Passing Multidimensional Arrays

Mon Dec 23 09:39:09 AEST 1985

> (First off, the original code fragment, while syntactically legal C,
> was most definitely semantically incorrect.)

(Small nit: the "original" fragment was both syntactically and
semantically legal (mainly because it didn't include an invocation of
"subr", and thus didn't have the type mismatch that was implied).  It
was, however, misleading because of this incompleteness, and
semantically illegal when completed.)

> In article <397 at codas.UUCP> mikel at codas.UUCP (Mikel Manitius) writes:
> >                             ... Then explain, if you don't mind, how
> >the compiler knows the dimensions of argv in the following construct:

> Easy.  Argv is  n o t  a 2-D array.  It is an array of pointers.

Exactly.

> [...] If anyone kept a copy of my 100+ line diatribe on arrays and
> pointers, and why people confuse them so, from a year ago, wouldst
> please mail a copy to me?  I'm afraid I didn't keep a copy, and
> if this line of discussion keeps up, I'm going to need it.	;-}
>       Joe Yao hadron!jsdy at seismo.{CSS.GOV,ARPA,UUCP}

Sadly, I didn't keep it.  But I'll take a stab at clarifying things in
your stead.  Let me preface this by saying that all of what I say here
and more is in "The C Programming Language" (K&R) and "A C Reference
Manual" (H&S).  *Please* read them.

In C, addresses can be subscripted and arrays can be indirected.  This
is often called "pointer-array equivalence", and is the root of this
confusion.  Nevertheless, it is not a complex concept.  It is a
*unification* of subscription and indirection (along with pointer
arithmetic).

It is based on the following equivalence, which defines subscripting in
terms of address calculation and indirection:

                e1[e2]   is-equivalent-to    *((e1)+(e2))

I'll take it for granted that you already know how address calculations
happen (the scaling of integers when added to addresses).  This leads to
the surprising result that integers can be subscripted (by addresses).

Note that e1 or e2 (but not both) in the above must be an address
expression.  This leads to the C-ism that array names are addresses (in
particular, they evaluate to the address of the first element in the
array (you know, the one with subscript "0")).
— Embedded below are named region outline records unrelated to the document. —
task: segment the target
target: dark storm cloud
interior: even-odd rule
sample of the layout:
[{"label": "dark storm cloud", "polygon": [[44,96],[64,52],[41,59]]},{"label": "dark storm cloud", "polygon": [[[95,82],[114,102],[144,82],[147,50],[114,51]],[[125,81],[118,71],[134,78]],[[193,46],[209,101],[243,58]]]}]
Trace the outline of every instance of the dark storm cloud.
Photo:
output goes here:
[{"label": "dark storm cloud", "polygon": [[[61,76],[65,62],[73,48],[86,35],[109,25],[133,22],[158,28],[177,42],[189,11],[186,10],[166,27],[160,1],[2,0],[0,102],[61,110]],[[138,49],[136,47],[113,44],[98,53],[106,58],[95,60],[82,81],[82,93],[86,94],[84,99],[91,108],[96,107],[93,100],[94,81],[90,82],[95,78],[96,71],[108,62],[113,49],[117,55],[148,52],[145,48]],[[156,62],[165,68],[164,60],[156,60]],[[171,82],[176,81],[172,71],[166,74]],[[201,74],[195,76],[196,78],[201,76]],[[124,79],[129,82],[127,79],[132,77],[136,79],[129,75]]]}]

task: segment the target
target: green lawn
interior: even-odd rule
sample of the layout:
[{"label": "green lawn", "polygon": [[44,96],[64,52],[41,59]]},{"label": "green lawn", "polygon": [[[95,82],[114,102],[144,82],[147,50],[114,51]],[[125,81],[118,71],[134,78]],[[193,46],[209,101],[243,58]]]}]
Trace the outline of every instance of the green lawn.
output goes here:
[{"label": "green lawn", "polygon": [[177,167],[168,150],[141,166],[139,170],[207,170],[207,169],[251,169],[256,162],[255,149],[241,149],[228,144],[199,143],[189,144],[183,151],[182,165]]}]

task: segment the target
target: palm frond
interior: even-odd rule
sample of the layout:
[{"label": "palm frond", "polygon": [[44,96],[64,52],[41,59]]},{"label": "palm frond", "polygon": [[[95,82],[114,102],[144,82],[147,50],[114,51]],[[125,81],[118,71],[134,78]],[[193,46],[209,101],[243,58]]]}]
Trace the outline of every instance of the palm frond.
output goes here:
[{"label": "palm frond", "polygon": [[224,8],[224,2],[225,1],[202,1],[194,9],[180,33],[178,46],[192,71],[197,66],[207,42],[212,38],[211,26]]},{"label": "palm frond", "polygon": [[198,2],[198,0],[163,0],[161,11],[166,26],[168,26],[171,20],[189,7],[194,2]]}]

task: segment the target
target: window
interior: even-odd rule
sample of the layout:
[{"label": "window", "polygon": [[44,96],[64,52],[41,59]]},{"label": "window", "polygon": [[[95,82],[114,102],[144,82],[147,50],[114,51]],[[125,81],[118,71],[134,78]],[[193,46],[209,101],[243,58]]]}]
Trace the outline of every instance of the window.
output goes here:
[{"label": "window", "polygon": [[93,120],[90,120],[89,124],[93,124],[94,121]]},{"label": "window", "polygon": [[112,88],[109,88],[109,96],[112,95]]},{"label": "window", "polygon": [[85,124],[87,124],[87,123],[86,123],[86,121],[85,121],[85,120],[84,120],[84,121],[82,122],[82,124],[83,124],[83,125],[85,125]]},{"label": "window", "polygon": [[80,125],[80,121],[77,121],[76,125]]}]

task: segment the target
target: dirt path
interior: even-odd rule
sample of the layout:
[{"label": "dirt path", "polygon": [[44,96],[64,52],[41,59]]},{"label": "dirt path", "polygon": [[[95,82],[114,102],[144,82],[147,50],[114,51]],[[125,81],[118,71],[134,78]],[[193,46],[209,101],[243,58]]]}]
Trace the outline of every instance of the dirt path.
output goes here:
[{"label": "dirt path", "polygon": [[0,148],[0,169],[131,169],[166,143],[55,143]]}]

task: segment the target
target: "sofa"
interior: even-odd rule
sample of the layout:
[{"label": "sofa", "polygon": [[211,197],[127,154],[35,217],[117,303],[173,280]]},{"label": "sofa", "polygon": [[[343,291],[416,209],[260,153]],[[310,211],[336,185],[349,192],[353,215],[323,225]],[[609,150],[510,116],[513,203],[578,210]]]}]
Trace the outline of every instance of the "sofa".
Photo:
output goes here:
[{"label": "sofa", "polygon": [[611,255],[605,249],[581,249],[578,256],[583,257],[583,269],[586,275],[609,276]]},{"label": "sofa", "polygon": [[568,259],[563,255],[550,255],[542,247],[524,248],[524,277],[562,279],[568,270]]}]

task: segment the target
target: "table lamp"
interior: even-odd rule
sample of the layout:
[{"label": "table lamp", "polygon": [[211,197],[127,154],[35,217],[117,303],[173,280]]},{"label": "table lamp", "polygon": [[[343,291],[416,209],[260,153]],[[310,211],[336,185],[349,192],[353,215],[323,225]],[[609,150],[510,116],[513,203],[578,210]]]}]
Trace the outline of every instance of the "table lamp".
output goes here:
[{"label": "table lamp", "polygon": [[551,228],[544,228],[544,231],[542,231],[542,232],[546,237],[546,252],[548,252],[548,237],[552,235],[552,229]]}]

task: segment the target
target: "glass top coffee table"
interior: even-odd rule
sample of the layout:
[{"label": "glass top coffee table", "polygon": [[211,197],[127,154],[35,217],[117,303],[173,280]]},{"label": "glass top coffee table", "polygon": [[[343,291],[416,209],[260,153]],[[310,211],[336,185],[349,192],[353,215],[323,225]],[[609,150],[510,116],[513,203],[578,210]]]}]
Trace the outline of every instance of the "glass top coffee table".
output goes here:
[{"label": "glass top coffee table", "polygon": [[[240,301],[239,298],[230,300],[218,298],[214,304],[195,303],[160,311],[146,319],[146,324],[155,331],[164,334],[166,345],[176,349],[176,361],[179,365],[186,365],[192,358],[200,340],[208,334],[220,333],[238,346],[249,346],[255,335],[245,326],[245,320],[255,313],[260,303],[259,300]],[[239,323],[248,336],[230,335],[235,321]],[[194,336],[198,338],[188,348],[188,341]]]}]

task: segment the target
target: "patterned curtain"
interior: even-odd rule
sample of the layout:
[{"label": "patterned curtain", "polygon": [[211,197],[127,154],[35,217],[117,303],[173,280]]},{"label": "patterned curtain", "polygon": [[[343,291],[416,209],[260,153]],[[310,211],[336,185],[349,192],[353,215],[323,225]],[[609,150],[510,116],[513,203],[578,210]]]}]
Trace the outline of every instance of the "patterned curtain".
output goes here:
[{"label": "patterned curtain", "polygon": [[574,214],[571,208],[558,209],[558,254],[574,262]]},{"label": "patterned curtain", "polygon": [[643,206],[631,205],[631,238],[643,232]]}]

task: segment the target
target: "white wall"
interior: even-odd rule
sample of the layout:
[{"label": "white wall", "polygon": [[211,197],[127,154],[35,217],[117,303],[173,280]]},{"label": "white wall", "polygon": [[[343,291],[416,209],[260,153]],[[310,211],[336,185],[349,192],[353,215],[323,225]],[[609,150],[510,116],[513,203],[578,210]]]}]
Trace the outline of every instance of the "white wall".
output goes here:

Thus, when you declare          int a[N];
you can use "a" like so:        a[M]
or like so                      *(a+M)
or even like so                 M[a]

and all of these are equivalent.

Now then, if you declare        int *p;
again, you can use "p" like     p[M]
or                              *(p+M)
or even                         M[p]

because "p" in this case evaluates to an address expression also.  The
crucial difference is that "a" is an "rvalue", while "p" is an "lvalue".
That is, "p" is a *variable*, and *contains* an address, while "a" is an
*expression* and *is* an address.

Thus when you declare (as is often done)

        void main(argc, argv) int argc; char *argv[]; { ... }

"argv" is *not* a two dimensional array, despite the fact that the
character pointed to by the first element of argv can be accessed by

                argv[0][0]

This expression is *exactly* equivalent to

                **argv

How can you tell what the declaration of argv above means?  Decompose
it.  First, fully parenthesize according to the rules in the manual:

                char *(argv[]);

Now, this means that argv is an array of pointers (first you subscript,
then you indirect).  Now subscripting and indirection are equivalent,
*but* *only* in *reference*, *not* in *declaration*.  Declaration of an
array allocates space for some elements.  Declaration of a pointer
allocates space for an *address* *only*.

Does all this make it clear?  If not, *read* *the* *manuals*.

[ Purists will note that I skipped over formal-actual differences,
  declaration of "two-dimensional" arrays, and other esoteric but
  often-encountered cases.  Ah well.... only so many hours in a day.]